I also run many online courses and programmes, including topics surrounding promotional fear and marketing confidence.
I run a Facebook group, The Marketing Flamboyance, where I host free training sessions focused on marketing clarity and creativity.
How do you manage working and traveling? Are there any specific apps you use to manage your work and lifestyle?
I’m completely addicted to Google Drive and use it for everything. Trello keeps me organised and on-track with goals and to-dos.
I also swear by my booking system, Calendly, which manages my calendar, confirmations, time zones, reminders, and payments for client sessions.

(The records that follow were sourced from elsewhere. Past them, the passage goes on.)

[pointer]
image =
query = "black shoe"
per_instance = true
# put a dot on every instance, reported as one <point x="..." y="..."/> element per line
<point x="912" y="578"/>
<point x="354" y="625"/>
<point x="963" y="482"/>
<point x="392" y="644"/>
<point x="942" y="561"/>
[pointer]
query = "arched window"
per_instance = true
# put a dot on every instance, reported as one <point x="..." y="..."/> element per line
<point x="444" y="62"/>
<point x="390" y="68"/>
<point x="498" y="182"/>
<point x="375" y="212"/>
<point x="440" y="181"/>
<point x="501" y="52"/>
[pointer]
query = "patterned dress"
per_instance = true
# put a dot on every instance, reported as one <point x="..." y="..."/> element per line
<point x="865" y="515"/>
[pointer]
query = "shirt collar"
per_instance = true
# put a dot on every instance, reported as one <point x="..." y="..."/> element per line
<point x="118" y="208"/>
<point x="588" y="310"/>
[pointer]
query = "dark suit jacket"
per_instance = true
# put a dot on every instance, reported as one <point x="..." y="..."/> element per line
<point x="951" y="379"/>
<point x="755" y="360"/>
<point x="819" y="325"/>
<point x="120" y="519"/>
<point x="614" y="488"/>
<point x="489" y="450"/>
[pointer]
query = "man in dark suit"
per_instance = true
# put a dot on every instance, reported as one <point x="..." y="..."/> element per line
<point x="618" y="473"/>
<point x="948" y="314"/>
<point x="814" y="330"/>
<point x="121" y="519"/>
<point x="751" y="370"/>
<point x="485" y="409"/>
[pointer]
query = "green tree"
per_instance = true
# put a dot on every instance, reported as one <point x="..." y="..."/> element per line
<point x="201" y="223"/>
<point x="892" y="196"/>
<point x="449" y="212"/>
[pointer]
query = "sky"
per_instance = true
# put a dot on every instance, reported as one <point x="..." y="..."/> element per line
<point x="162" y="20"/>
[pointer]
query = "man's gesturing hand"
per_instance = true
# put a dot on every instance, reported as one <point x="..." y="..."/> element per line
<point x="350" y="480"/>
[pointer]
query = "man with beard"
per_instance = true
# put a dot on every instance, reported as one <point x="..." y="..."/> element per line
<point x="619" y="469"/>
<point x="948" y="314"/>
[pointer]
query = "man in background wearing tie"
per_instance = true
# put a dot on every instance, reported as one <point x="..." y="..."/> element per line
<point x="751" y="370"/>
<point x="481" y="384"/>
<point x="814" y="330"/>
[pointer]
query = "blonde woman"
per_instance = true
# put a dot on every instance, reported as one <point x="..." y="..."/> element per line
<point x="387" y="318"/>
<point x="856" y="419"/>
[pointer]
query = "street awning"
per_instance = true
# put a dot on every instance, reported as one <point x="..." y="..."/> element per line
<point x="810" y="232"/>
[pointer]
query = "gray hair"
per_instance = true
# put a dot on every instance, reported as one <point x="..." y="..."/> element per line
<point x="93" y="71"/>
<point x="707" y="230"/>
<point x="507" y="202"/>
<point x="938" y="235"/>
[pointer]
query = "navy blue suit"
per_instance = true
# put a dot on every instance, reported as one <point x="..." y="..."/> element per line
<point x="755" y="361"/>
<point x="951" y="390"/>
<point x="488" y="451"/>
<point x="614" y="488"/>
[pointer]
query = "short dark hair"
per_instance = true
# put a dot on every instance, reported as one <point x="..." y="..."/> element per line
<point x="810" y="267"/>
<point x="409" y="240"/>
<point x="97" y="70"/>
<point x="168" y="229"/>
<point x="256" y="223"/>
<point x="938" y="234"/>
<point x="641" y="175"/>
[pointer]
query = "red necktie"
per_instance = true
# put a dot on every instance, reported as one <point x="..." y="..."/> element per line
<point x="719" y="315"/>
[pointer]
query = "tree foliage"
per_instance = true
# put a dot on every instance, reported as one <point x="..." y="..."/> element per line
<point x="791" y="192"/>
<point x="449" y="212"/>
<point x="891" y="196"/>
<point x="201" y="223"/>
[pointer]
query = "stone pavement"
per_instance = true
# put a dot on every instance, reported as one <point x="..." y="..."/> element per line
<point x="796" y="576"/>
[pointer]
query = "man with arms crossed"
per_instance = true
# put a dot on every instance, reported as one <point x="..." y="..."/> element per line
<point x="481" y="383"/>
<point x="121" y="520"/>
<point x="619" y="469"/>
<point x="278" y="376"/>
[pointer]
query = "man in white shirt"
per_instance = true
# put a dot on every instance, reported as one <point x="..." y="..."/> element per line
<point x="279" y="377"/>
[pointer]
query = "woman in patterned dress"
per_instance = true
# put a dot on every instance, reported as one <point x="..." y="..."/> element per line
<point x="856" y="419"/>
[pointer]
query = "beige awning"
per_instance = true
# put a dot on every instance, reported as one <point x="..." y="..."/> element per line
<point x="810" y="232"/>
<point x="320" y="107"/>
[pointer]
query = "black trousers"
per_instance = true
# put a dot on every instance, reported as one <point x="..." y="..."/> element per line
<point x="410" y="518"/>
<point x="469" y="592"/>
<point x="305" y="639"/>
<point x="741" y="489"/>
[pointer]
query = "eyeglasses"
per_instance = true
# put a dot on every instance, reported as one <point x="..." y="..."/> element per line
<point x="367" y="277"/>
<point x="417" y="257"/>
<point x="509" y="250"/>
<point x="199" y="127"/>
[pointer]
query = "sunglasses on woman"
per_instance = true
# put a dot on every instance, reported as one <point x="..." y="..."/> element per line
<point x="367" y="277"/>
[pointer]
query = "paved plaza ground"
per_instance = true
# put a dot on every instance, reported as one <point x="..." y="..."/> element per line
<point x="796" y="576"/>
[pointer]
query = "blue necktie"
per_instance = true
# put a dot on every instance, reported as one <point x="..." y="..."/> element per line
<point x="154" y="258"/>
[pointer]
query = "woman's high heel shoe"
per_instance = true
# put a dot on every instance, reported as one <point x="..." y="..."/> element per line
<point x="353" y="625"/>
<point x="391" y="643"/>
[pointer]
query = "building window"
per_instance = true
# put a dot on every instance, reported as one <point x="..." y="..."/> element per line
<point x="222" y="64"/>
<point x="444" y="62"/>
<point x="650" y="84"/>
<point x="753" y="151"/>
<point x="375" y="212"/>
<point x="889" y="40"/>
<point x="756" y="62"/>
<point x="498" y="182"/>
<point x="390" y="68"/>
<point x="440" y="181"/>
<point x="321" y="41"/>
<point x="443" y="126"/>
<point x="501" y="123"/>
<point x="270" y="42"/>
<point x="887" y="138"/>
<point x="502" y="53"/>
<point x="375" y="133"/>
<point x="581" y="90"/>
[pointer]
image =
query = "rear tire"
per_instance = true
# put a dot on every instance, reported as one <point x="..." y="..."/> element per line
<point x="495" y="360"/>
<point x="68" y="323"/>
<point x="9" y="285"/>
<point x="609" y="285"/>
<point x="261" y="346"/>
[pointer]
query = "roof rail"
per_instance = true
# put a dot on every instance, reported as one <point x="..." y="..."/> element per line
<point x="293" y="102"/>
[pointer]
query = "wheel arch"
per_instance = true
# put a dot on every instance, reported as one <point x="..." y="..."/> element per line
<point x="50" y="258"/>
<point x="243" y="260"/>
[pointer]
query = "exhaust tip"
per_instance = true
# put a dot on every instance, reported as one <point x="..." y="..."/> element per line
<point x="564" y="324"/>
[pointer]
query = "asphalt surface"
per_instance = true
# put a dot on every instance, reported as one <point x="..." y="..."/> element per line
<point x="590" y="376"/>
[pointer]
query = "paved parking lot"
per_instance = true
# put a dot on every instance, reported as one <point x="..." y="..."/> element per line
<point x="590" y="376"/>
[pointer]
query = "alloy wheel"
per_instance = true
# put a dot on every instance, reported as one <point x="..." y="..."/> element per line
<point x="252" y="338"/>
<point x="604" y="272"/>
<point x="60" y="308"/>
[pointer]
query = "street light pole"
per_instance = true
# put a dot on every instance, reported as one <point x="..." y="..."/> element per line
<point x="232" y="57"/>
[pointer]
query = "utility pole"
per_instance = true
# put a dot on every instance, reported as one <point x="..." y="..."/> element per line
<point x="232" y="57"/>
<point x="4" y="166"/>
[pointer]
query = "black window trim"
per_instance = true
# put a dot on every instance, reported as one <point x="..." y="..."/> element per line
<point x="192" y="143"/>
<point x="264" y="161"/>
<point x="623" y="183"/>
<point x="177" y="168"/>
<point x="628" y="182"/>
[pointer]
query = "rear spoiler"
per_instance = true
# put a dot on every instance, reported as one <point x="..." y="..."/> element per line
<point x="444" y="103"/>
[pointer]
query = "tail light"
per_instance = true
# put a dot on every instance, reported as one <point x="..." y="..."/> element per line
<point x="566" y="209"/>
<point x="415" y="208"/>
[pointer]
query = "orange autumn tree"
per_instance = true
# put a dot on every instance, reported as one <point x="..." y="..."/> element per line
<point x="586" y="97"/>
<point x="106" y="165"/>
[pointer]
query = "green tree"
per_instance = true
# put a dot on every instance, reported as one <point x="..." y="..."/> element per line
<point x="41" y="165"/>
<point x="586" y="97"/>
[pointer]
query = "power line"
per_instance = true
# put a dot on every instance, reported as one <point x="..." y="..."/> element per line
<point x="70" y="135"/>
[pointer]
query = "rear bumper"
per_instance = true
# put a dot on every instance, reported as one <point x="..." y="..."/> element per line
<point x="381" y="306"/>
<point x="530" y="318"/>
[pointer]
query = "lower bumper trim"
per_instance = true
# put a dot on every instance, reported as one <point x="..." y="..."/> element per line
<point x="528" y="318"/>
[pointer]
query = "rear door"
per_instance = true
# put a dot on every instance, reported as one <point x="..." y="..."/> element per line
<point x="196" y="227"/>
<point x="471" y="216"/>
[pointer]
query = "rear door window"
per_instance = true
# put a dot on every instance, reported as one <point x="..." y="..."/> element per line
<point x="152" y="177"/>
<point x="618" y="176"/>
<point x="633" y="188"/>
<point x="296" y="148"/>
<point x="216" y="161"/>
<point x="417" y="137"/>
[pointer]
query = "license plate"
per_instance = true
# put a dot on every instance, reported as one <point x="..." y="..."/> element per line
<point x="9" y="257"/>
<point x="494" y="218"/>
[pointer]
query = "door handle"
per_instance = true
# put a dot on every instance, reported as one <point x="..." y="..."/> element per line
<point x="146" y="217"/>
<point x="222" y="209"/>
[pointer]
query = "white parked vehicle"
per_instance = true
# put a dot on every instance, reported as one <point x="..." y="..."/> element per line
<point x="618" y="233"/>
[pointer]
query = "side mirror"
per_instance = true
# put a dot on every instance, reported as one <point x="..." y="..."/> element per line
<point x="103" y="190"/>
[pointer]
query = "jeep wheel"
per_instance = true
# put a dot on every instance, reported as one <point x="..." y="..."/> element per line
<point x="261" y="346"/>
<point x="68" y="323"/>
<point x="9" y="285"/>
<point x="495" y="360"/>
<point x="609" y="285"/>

What is your preferred method of traveling/living? Do you move constantly/stay at a few places for a few months/have a base/multiple bases?
I went through a phase of short-term house sitting one week at a time which lasted for 4 months. Safe to say I got tired of that pretty quickly, and woke up confused as to where I was each morning!
Now I prefer to stay a month at a time at a place, as this really helps ground me, and helps with productivity.
“Be open to experiences and go for it!”
What seasons, if any, do you prefer to chase?
I don’t like full summer heat so I actually travel Spain and Europe during the spring and fall, returning to the UK mostly in the winter. The UK is better geared for colder weather, and I like to get cosy with the log fire!
What destinations do you consider to be the best for digital nomads/location independent lifestyles? Why?
Bali and Thailand for sure. Coworking spots, cheap rent, and good vibes.
How do you go about making new friends/dating while traveling?
Facebook groups are great, in particular Girl Gone International.
Credit: Chloe Morris
How do you keep your long-distance friendships/relationships alive?
I regularly interact with my friends through Instagram and Whatsapp. I have a LOT of friends spread out, and manage to keep up with them regularly.
What is it that you like most about the traveler lifestyle?
Meeting new people, new experiences, and constant inspiration.
Is there anything you dislike about the traveler lifestyle?
When things go wrong. Visas. When people who aren’t travellers just ‘don’t get it.’
What’s something that’s currently missing from your life? Is there something stopping you from getting it?
Being able to ‘make home’ by having nice interiors or homeware sometimes! One day though…
Is there something you know now about the traveler lifestyle that you wish you knew before making the switch?
Get your business set up remotely earlier, and believe in yourself.
Do you see yourself living this lifestyle forever? Or will you go back to a more “traditional” life at some point?
Semi-traditional. I would like more of a base to travel from, and perhaps a campervan.
What’s your best advice for someone wanting to transition to a life of travel?
Be open to experiences and go for it!